The Ulsan Hyundai defender was responding to a question about whether the Russian players might have a difficult time adjusting to the humid conditions of Cuiaba.
South Korea trained in Miami for about two weeks starting in late May to help players get acclimated to a similar climate, while Russia trained mostly at home before coming to Brazil and will only arrive in Cuiaba on Monday.
South Korea will face Algeria and then Belgium in the group stage, but Lee said his team is not looking past the opening match.
“For now, we’re not thinking about playing Algeria or Belgium,” Lee said. “We have to first beat Russia to take a major step toward the round of 16. We’re doing our best to prepare against Russia.”
|Korea’s Lee Yong speaks to the media on Sunday. (Yonhap)|
Lee also noted that Russia is “a very well-organized team” that can apply strong defensive pressure.
“We will have to be careful handling the ball,” the 27-year-old said. “We must avoid making mistakes.”
Lee will be making his World Cup debut in Brazil and is a strong candidate to be the main right fullback. He appeared in his first international match last July at the East Asian Cup in Seoul and has played in 12 of 16 matches coached by Hong, who took the reins last summer.
Han focuses on teammates
South Korean midfielder Han Kook-young has such a single-minded focus on the World Cup that he isn’t thinking of anything or anyone else ― including his family.

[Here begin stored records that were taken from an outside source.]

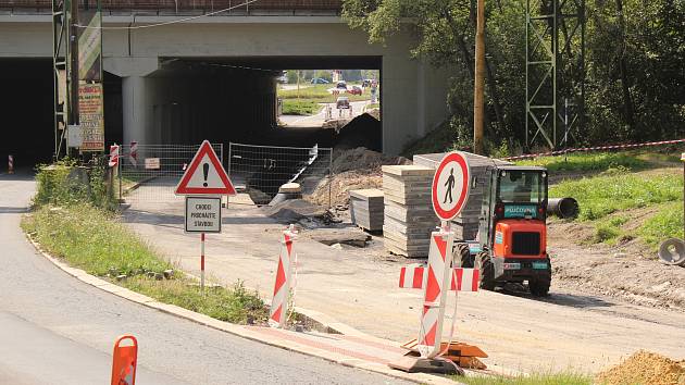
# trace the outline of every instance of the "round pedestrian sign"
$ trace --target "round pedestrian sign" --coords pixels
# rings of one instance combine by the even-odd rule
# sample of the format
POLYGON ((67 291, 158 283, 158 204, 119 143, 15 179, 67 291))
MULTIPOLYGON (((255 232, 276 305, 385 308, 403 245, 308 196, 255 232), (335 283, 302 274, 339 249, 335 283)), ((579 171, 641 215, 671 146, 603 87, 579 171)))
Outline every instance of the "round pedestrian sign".
POLYGON ((433 210, 443 221, 459 215, 469 200, 471 170, 461 152, 449 152, 443 158, 433 176, 431 197, 433 210))

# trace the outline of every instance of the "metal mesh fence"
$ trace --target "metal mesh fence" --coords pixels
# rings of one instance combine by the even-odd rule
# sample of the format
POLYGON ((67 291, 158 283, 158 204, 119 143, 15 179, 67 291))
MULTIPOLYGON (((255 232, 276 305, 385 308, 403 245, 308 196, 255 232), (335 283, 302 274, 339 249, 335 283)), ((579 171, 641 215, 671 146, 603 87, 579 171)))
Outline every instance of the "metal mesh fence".
MULTIPOLYGON (((200 145, 122 145, 120 149, 120 197, 127 201, 174 198, 174 187, 200 145)), ((223 163, 223 144, 212 148, 223 163)))
MULTIPOLYGON (((229 144, 228 174, 238 189, 245 189, 257 204, 269 203, 286 183, 299 183, 312 194, 331 175, 333 149, 229 144)), ((331 207, 331 191, 327 191, 331 207)))

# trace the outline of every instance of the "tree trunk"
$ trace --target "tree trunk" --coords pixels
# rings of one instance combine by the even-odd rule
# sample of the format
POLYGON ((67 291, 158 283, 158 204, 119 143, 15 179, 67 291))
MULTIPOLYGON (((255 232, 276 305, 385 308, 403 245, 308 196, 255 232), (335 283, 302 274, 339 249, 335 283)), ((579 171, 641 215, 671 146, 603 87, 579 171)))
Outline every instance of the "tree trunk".
POLYGON ((633 111, 633 98, 628 87, 627 65, 625 63, 625 17, 623 16, 623 0, 616 0, 616 13, 619 16, 619 28, 621 30, 621 41, 619 47, 619 71, 621 73, 621 87, 623 88, 623 113, 625 123, 631 128, 631 135, 635 134, 635 119, 633 111))

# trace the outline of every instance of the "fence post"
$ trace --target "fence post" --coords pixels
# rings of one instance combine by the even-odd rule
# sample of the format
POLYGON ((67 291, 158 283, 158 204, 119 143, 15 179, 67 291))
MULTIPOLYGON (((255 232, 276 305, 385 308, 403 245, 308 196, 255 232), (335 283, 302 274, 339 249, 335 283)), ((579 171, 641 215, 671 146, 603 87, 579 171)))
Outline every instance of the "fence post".
POLYGON ((332 202, 332 195, 333 195, 333 151, 334 148, 331 147, 331 158, 328 160, 328 210, 331 210, 331 207, 333 204, 332 202))
POLYGON ((228 177, 231 177, 231 150, 233 148, 233 141, 228 142, 228 163, 226 163, 227 165, 227 171, 228 171, 228 177))

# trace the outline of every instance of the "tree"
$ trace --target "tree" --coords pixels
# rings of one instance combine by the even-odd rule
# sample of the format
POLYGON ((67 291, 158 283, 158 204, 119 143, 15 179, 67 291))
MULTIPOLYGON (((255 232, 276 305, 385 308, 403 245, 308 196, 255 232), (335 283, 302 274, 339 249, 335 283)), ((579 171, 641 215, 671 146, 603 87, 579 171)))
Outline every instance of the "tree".
MULTIPOLYGON (((553 0, 550 0, 553 1, 553 0)), ((448 66, 453 141, 470 145, 475 0, 345 0, 342 16, 370 42, 408 30, 409 52, 448 66)), ((486 2, 486 139, 525 137, 525 0, 486 2)), ((586 0, 583 144, 685 135, 685 1, 586 0)), ((572 45, 580 45, 573 40, 572 45)), ((551 97, 551 96, 550 96, 551 97)))

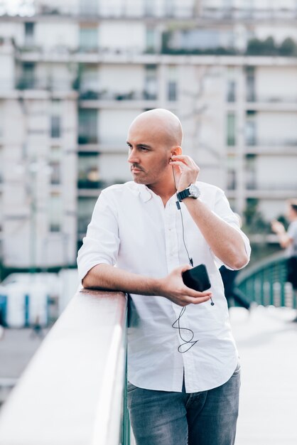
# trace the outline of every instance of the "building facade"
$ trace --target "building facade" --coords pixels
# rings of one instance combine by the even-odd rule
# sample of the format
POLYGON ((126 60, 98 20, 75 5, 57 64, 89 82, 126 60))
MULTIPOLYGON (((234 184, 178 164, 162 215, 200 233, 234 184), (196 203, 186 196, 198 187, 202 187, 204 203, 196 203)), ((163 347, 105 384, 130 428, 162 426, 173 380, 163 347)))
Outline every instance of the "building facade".
POLYGON ((151 108, 180 117, 185 153, 235 211, 284 213, 297 194, 294 0, 22 8, 0 16, 5 265, 75 262, 102 188, 131 179, 127 128, 151 108))

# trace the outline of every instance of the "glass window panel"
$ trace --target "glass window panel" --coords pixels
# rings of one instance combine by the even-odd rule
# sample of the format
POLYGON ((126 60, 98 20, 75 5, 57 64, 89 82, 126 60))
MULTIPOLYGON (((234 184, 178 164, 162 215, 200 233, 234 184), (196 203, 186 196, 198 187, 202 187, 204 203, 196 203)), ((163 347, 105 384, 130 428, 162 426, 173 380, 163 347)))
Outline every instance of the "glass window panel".
POLYGON ((98 142, 98 122, 97 109, 80 109, 78 112, 79 144, 98 142))
POLYGON ((61 137, 61 119, 60 116, 52 116, 50 118, 50 137, 61 137))
POLYGON ((48 210, 50 231, 60 232, 62 226, 62 198, 60 193, 50 194, 48 210))
POLYGON ((227 144, 229 146, 236 144, 235 126, 235 114, 233 112, 229 112, 227 117, 227 144))
POLYGON ((97 26, 92 24, 80 26, 80 48, 82 50, 95 50, 98 48, 98 28, 97 26))

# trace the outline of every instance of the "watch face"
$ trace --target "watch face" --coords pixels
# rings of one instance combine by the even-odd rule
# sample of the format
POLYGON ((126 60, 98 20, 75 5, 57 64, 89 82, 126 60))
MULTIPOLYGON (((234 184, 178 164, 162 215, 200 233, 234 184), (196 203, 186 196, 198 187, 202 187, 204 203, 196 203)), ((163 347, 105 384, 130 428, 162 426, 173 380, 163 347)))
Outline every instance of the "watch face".
POLYGON ((199 198, 200 195, 200 191, 195 184, 191 184, 189 187, 190 195, 193 198, 199 198))

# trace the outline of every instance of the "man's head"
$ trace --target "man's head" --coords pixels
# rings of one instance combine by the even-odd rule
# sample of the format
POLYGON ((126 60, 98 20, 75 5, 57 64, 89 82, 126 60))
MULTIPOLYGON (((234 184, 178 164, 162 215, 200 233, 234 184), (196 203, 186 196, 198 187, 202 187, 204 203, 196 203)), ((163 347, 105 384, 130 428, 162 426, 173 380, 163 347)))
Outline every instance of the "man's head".
POLYGON ((135 182, 153 187, 172 176, 173 154, 180 154, 183 130, 178 118, 157 108, 141 113, 129 131, 128 161, 135 182))

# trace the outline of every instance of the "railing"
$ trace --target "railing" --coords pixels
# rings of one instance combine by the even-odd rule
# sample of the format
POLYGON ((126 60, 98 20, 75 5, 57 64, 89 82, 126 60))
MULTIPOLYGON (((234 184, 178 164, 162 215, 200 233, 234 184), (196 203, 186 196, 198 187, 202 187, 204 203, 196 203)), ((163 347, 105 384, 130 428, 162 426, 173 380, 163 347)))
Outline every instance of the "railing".
POLYGON ((281 252, 240 272, 237 283, 251 301, 296 308, 291 284, 286 279, 286 258, 281 252))
POLYGON ((129 445, 126 308, 120 292, 72 298, 1 408, 0 445, 129 445))

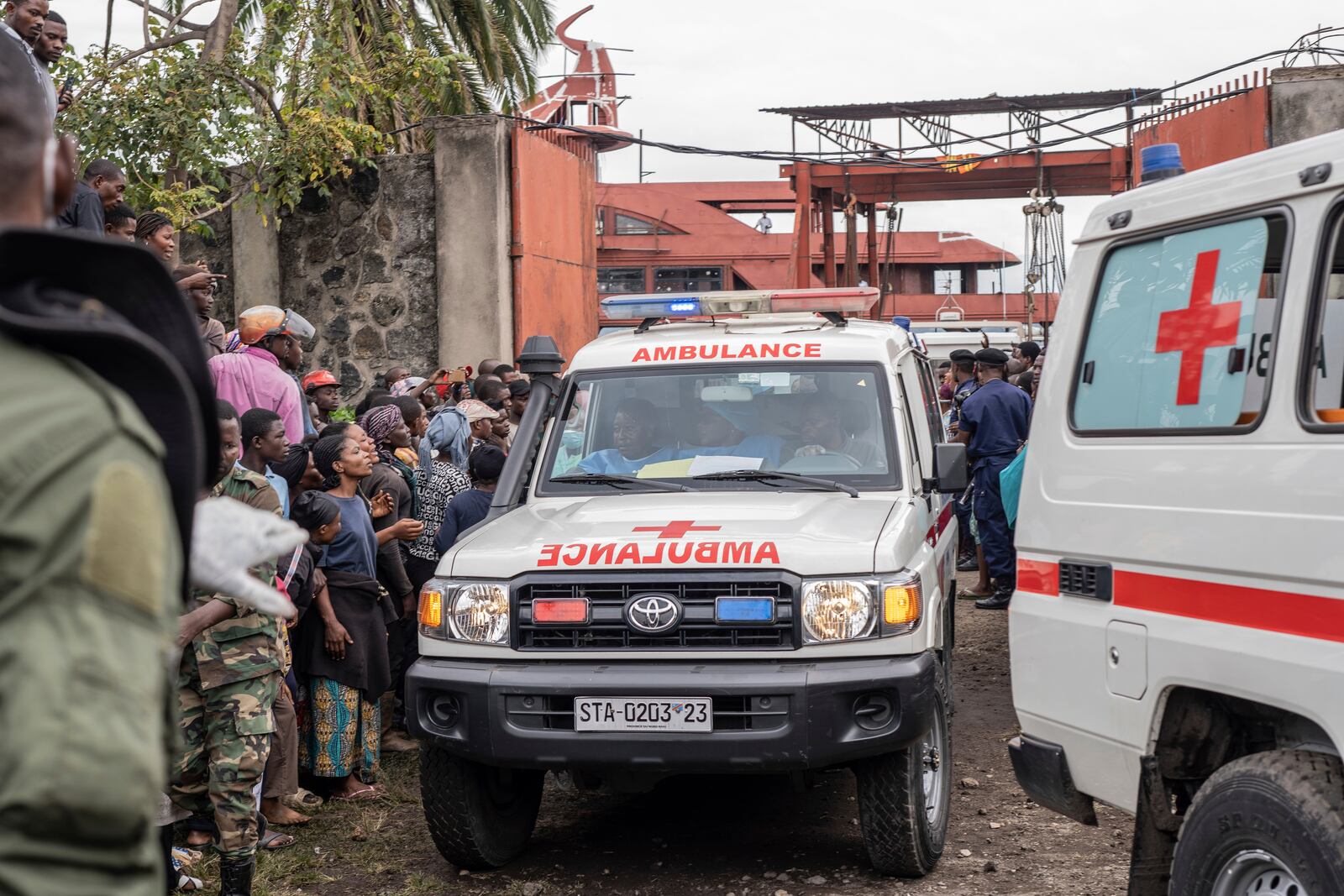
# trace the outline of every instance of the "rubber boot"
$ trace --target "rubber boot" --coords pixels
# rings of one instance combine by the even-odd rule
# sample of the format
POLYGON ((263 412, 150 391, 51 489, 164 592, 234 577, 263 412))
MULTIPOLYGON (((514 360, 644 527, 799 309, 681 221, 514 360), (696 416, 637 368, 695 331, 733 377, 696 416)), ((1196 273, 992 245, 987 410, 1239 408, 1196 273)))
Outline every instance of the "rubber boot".
POLYGON ((219 896, 251 896, 251 876, 257 857, 219 858, 219 896))
POLYGON ((995 592, 984 600, 976 600, 978 610, 1007 610, 1012 602, 1012 592, 1017 588, 1016 576, 1000 576, 995 582, 995 592))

“I am putting everything I have into the World Cup,” the 24-year-old said Sunday, after South Korea held its first practice in Cuiaba, where South Korea will face Russia.
“So I am only thinking about the World Cup,” he added.
“To be honest, I am not even missing my parents.”
As he prepares for his first World Cup, the hardworking midfielder is more concerned about making his teammates better.
“We have to win the battle in midfield to make life easier for the defenders,” the Kashiwa Reysol midfielder said. “I will try to dominate the opposition in the middle. I will also try to cover a lot of ground and cover for my teammates (defensively).”
Han has been South Korea’s unsung hero of late, one of few bright spots in recent losses thanks to his tireless work ethic, defensive acumen and tackling prowess.
Han has been a perfect foil to fellow midfielder Ki Sung-yueng.
When Ki ventures out in front to join the attack, Han is asked to cover Ki’s back defensively. Han said the job description suits him just fine.
“I think we’ve developed better rapport over time,” Han said.
“My job is to make him better and help him play more comfortably.”
Though Han may not be a flashy player, his accomplishments have not been lost on astute fans, who have dubbed him the “New Vacuum Cleaner.”